I have the following Onion Architecture framework.

  • Domain
    • Entities - For my domain entities
    • Interfaces - For my domain interfaces
    • Services - For my domain services
  • Infrastructure
    • Data - For Fluent NHibernate persistence
    • Interfaces - For infrastructure interfaces
    • Logging - Just an interface for logging in case I want to switch out my logging library to something else.
    • Dependency Resolution - Most of my IoC registrations goes in here.
  • Services
    • Interfaces - Application service interfaces goes in here, they will get implemented in the UI project.
  • Tests
    • Infrastructure Tests - For testing infrastructure services etc.
    • Domain Tests - For testing domain models and services
  • Web
    • UI - User interface project where I implement application services, user interface, etc ...

With Domain Driven Development one would identify the Bounded Contexts. Most of the literature on the internet states that each Bounded Context needs to be abstracted into their own project or namespace.

  1. Is my approach then incorrect for having all my Domain Models in one project and all my Domain Services in another project? Does it really matter not having different bounded context's in different namespaces or projects?
  2. If you have a Model A which is used my Bounded Context A, but Bounded Context B, Bounded Context C, etc also needs to use the exact same Model A, Do you allow them to use that exact same model, or do you create a new model for each Bounded Context?

I am new to DDD so sorry if this question is a dumb question. I find myself understanding something better if I ask a question and get a good explanation as an answer.

Any Help will be much appreciated.

1

1 Answers

8
votes

Is my approach then incorrect for having all my Domain Models in one project and all my Domain Services in another project? Does it really matter not having different bounded context's in different namespaces or projects?
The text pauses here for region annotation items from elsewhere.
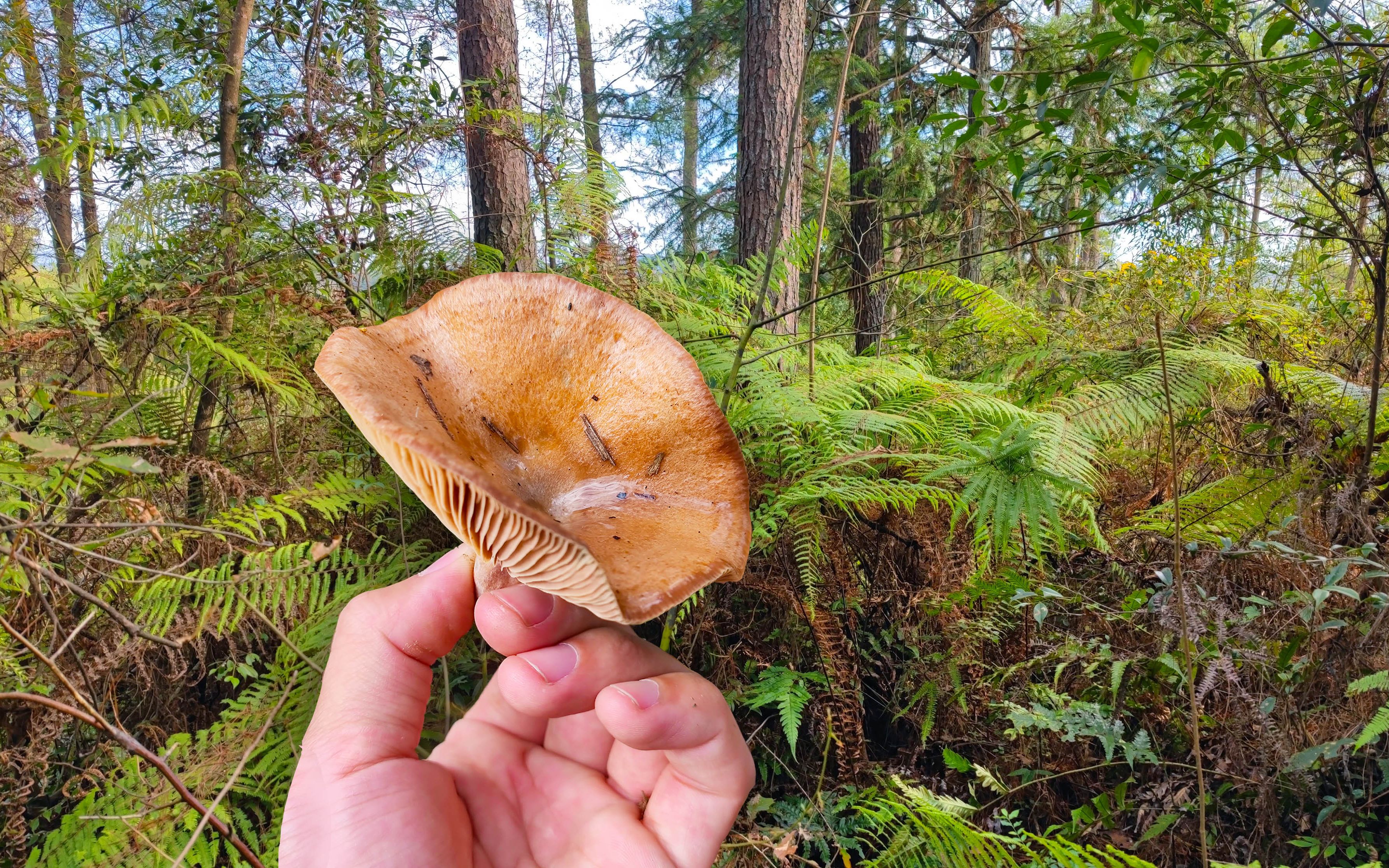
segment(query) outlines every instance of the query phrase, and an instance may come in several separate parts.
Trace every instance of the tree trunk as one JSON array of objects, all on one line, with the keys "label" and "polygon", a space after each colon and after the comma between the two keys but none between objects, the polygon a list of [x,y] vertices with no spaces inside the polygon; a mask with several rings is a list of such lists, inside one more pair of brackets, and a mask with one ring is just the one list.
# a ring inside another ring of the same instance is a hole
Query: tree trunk
[{"label": "tree trunk", "polygon": [[[690,0],[690,18],[699,15],[701,0]],[[681,139],[683,161],[681,162],[681,246],[686,257],[699,253],[699,71],[694,62],[696,51],[685,64],[682,82],[685,129]]]},{"label": "tree trunk", "polygon": [[[589,176],[603,176],[603,140],[599,136],[599,82],[593,68],[593,31],[589,26],[589,0],[574,0],[574,43],[579,54],[579,99],[583,104],[583,149],[588,151]],[[607,211],[594,201],[589,215],[593,243],[607,242]]]},{"label": "tree trunk", "polygon": [[511,0],[456,0],[458,72],[467,86],[464,151],[472,237],[508,271],[535,269],[531,179],[521,129],[517,22]]},{"label": "tree trunk", "polygon": [[[804,65],[806,4],[801,0],[747,0],[743,12],[743,54],[738,64],[738,261],[747,262],[772,246],[778,194],[788,149],[795,143],[786,187],[782,237],[800,225],[800,129],[793,129]],[[786,281],[774,292],[774,314],[800,304],[800,275],[785,257]],[[795,333],[796,315],[772,324]]]},{"label": "tree trunk", "polygon": [[[82,243],[83,250],[92,243],[97,233],[96,212],[96,183],[92,179],[92,142],[86,129],[86,108],[82,104],[82,71],[78,69],[76,46],[76,10],[74,0],[50,0],[49,10],[53,12],[53,31],[58,43],[58,101],[56,106],[58,140],[75,142],[78,144],[78,194],[82,206]],[[67,165],[58,168],[67,178],[64,199],[72,201],[69,169]],[[68,206],[71,208],[71,204]]]},{"label": "tree trunk", "polygon": [[685,83],[683,162],[681,164],[681,246],[685,256],[699,253],[699,92]]},{"label": "tree trunk", "polygon": [[[221,93],[217,103],[217,150],[218,168],[222,175],[222,225],[229,231],[225,233],[226,242],[222,247],[222,294],[236,293],[236,278],[240,268],[240,246],[236,242],[235,225],[240,215],[240,165],[236,156],[236,132],[242,119],[242,65],[246,60],[246,35],[250,32],[251,17],[256,12],[256,0],[236,0],[232,8],[232,18],[226,28],[226,47],[222,50],[222,62],[226,71],[222,74]],[[214,335],[218,340],[232,333],[235,318],[235,303],[226,300],[217,311],[217,328]],[[213,418],[217,415],[217,400],[222,392],[222,372],[214,358],[207,362],[203,372],[203,390],[197,396],[197,410],[193,414],[193,435],[189,439],[188,454],[207,454],[213,436]],[[203,475],[189,474],[188,478],[188,512],[192,517],[203,514]]]},{"label": "tree trunk", "polygon": [[[978,119],[974,110],[975,97],[989,92],[989,72],[993,69],[993,17],[992,0],[978,0],[974,14],[970,17],[970,72],[974,74],[981,87],[970,94],[968,115],[971,121]],[[981,132],[970,143],[971,153],[978,150],[978,143],[982,143],[983,136],[985,133]],[[981,256],[983,253],[983,183],[972,156],[964,160],[961,181],[964,182],[964,201],[961,203],[964,228],[960,233],[960,265],[956,274],[965,281],[978,283],[983,279],[983,257]]]},{"label": "tree trunk", "polygon": [[58,167],[57,153],[61,150],[61,143],[54,137],[53,121],[49,117],[49,97],[43,92],[43,72],[39,68],[28,0],[10,0],[10,29],[24,72],[24,101],[33,128],[33,144],[44,158],[43,210],[53,229],[53,258],[57,262],[58,279],[67,281],[72,275],[72,194],[67,172]]},{"label": "tree trunk", "polygon": [[[858,11],[858,35],[854,56],[860,67],[872,69],[854,82],[854,92],[868,90],[878,78],[881,35],[878,11],[881,0],[863,0]],[[878,94],[853,100],[849,104],[849,233],[851,236],[853,269],[849,276],[849,300],[854,310],[854,351],[863,353],[882,332],[888,292],[883,283],[872,283],[882,274],[882,171],[878,149],[882,128],[878,119]]]},{"label": "tree trunk", "polygon": [[390,240],[390,224],[383,197],[386,178],[386,75],[381,65],[381,8],[376,0],[365,0],[363,10],[363,54],[367,58],[367,100],[371,108],[372,136],[368,139],[367,181],[368,196],[376,225],[372,240],[378,247]]}]

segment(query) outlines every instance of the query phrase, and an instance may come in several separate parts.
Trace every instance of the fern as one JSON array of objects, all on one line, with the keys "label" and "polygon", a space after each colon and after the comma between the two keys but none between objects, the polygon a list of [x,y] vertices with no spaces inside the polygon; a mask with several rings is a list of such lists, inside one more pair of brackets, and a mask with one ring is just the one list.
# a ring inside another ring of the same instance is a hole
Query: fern
[{"label": "fern", "polygon": [[[338,614],[351,597],[404,578],[406,564],[422,562],[424,551],[374,549],[361,557],[349,553],[338,557],[353,569],[333,583],[331,596],[315,611],[289,631],[290,642],[311,657],[328,650]],[[175,735],[161,751],[189,787],[207,799],[225,783],[231,768],[285,693],[292,674],[296,681],[285,707],[256,747],[232,794],[218,808],[218,815],[263,856],[272,854],[278,846],[279,814],[294,771],[297,744],[318,696],[317,675],[289,647],[281,646],[269,671],[229,701],[213,726]],[[182,801],[168,799],[163,778],[132,757],[108,772],[97,789],[63,817],[58,828],[31,853],[28,865],[167,868],[165,854],[183,847],[196,822],[197,815]],[[268,832],[263,835],[261,829]],[[244,862],[219,836],[203,832],[188,864],[211,868]]]},{"label": "fern", "polygon": [[[1389,690],[1389,669],[1381,669],[1364,678],[1357,678],[1356,681],[1346,685],[1346,696],[1358,696],[1361,693],[1368,693],[1371,690]],[[1360,736],[1356,739],[1356,749],[1365,747],[1379,740],[1379,736],[1389,732],[1389,703],[1385,703],[1375,711],[1365,728],[1360,731]]]},{"label": "fern", "polygon": [[824,685],[825,676],[820,672],[797,672],[786,667],[772,667],[764,669],[757,682],[747,687],[743,694],[743,704],[757,711],[767,706],[775,706],[781,718],[782,735],[790,747],[790,756],[796,756],[796,740],[800,735],[800,718],[810,704],[810,687],[807,685]]},{"label": "fern", "polygon": [[1063,837],[999,835],[968,821],[975,807],[892,779],[892,787],[861,806],[864,843],[875,856],[864,868],[1153,868],[1114,847],[1099,850]]},{"label": "fern", "polygon": [[[1249,469],[1182,493],[1182,537],[1218,544],[1279,525],[1296,510],[1301,474]],[[1145,510],[1128,531],[1172,533],[1172,503]]]}]

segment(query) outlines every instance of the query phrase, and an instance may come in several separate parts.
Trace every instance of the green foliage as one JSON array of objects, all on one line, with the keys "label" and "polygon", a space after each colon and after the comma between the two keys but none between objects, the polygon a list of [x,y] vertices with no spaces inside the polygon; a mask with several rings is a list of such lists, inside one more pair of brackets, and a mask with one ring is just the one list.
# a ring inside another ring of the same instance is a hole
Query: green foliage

  1. Different namespaces is a conceptual and a practical solution, since otherwise you could have entity name collision when two neighboring concepts go by the same name in different subdomains.

    Different projects/solutions is more of an organizational choice on top of that. It makes things a bit easier if separate teams work on the BC's, and the separate binaries mean the BC's are more independently deployable.

If you have a Model A which is used my Bounded Context A, but Bounded Context B, Bounded Context C, etc also needs to use the exact same Model A, Do you allow them to use that exact same model, or do you create a new model for each Bounded Context?

  1. It would require some more domain analysis to tell, but the whole point of a Bounded Context is being able to view things from a totally different angle. In the rare cases when

    • the exact same entity is used in 3 different BC's
    • you don't see them evolving their own way in the future
    • the entity doesn't seem to naturally belong in a given BC

then you might want to use the Shared Kernel pattern. Otherwise, just copy the entity in each BC and let those live their own lives, or find the entity's true BC and link to its ID from other BC's.